Amplía su gama con James, Lodge, J. M. Coetzee, V.S. Naipul y otros, salpicándolos con apostillas, iteraciones temáticas y actualizaciones que en los dos primeros giran en torno a la «desprivatización» que «no ha hecho más que desatarse y extremarse» (223). Con Coetzee y Naipul las glosas y adiciones revelan una conciencia autocrítica inusitada. Para leer Elizabeth Costello desata su asimilación crítica afín a ensayo y novela, vuelve a Musil y su énfasis en la ética humanista, manifestando que Coetzee quizá sea el único autor contemporáneo que se atreve a convocar el modelo de Kafka «Y a su vera, concita el recuerdo de poetas como Hölderlinn o Rilke, o de pensadores como Hofmansthal o Canetti, o de artistas como Franz Marc o Paul Klee» (p. 234). Si para Naipul cita una reseña de Coetzee, vuelve a Williams, recuerda que Naipul tradujo el Lazarillo, y suma a Ishiguro, Compton-Burnett, Walser y otros para contextualizar la novelización del submundo del «servicio» (p.242); y recalca que la virtud principal del trinitario atañe «a su escurridiza moralidad y su sabiduría» (p. 239), colonial o no.

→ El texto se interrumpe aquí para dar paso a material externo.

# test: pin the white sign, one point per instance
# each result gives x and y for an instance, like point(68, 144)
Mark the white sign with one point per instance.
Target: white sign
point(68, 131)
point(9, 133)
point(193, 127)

Echevarría tiene en mente observaciones y advertencias de Adorno, para quien la esterilidad de la crítica literaria se debe a la neutralización de la cultura, y que «el crítico que no la llama por su nombre se convierte necesariamente en cómplice y es víctima de la irrelevancia de sus objetos». Las lecturas y conocimientos de críticos contestatarios como él superan a cansinos «hispanistas mundialistas» que no se consubstancian con la literatura. Se espera que el reseñismo evolucione. Así, otro hilo conductor de El nivel alcanzado es preguntar qué ayuda a ser mejor reseñador, a refrescar la pasión por el género. Esa interpelación constata que las obras imponen confrontar la responsabilidad que define al crítico: encontrar el lenguaje moral para describirlas, incitar al público a leerlas hasta el fin, nivel que él sigue logrando.